Millions of people now enter "Second Life" on personal computers, moving avatars, or computer graphics images of themselves, in a virtual universe.
Major companies are also setting up shop in "Second Life," and analysts see great potential for such virtual worlds as a communication tool and real-life business.
Sony officials have shown the demonstration video of "Home" with much fanfare on various occasions, promising new kinds of businesses, such as advertising and electronic shopping, as well as games.
The product's delay is the latest trouble Sony has had with the PlayStation3, whose European launch had to be postponed for several months due to production problems.
Hirai, named in November as president, replacing Ken Kutaragi, the "father of the PlayStation," sounded apologetic in several places during his speech, acknowledging that the PlayStation 3 had failed to live up to the company's sales targets.
He promised to listen more to complaints and suggestions from game software creators and game fans to improve the PlayStation 3 business.
"The results we have produced so far have been unfortunate," he said at Makuhari Messe hall of the more than 5 million global sales for the PlayStation 3, which went on sale late last year in Japan and the U.S. and in March in Europe.
Disappointed traders sent Sony's share price down 0.9 percent to 5,440 yen in Tokyo trading.
Sony once dominated the gaming industry with PlayStation 2, predecessor for the PS3, but now faces intense competition from Microsoft Corp., which has sold 11.6 million Xbox 360 machines in the last two years, and from Nintendo Co.'s popular Wii, which has sold 9.3 million units since late last year.
Hirai showed a new remote controller for the PlayStation 3, "Dualshock 3," that will vibrate along with games such as the shock of impact of a sword hitting an object or a race car swerving.

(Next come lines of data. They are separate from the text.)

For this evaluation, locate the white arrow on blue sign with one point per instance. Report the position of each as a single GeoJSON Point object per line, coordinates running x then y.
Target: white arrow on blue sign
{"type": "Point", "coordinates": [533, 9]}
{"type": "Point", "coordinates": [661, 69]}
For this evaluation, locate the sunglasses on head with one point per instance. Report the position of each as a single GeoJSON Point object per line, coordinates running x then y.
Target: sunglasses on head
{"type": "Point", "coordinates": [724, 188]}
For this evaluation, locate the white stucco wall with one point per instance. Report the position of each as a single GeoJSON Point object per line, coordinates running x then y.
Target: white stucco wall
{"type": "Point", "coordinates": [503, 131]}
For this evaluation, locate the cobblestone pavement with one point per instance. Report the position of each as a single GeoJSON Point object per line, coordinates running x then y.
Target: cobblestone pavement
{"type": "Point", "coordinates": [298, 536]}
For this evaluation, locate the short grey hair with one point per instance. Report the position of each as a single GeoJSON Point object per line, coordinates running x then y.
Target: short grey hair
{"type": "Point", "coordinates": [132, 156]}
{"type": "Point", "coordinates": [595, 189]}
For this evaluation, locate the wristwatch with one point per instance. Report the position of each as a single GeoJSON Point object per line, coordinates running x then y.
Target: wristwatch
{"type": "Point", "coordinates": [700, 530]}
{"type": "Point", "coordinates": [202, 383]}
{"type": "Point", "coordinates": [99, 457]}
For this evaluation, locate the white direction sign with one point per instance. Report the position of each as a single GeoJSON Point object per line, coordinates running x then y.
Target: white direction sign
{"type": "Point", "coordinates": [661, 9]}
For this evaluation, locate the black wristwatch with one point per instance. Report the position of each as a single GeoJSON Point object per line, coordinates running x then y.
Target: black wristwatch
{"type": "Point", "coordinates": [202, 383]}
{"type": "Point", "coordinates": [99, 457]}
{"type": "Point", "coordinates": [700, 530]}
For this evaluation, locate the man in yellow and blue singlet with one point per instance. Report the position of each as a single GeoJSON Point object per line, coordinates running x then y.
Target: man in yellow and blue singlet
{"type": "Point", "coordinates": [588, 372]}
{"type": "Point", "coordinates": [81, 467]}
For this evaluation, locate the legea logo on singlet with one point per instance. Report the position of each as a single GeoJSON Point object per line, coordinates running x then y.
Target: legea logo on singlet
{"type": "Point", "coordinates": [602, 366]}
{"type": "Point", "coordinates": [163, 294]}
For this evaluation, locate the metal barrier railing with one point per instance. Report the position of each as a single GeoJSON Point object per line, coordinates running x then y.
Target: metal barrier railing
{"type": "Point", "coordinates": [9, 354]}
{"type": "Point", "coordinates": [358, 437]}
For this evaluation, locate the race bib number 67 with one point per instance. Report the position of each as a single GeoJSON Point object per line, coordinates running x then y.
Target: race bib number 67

Old games will require download upgrades.
The controller goes on sale in November in Japan and next spring in the U.S. and Europe, he said.
Hirai said the core strategy would be to position the PlayStation 3 as a game machine as well as a way to view next-generation Blu-ray disc video.
"We must get back to the basics," he said.
Hirai, who formerly headed Sony Corp.'s North American gaming business, has fueled some expectations about a new strategy at the electronics maker.
The departure of Kutaragi, an icon among gamers, marked the end of an era at Sony when it dominated the video game industry with its flagship PlayStation.
Hirai became president in December, but became also chief executive in June. Kutaragi remains honorary chairman at Sony's gaming unit.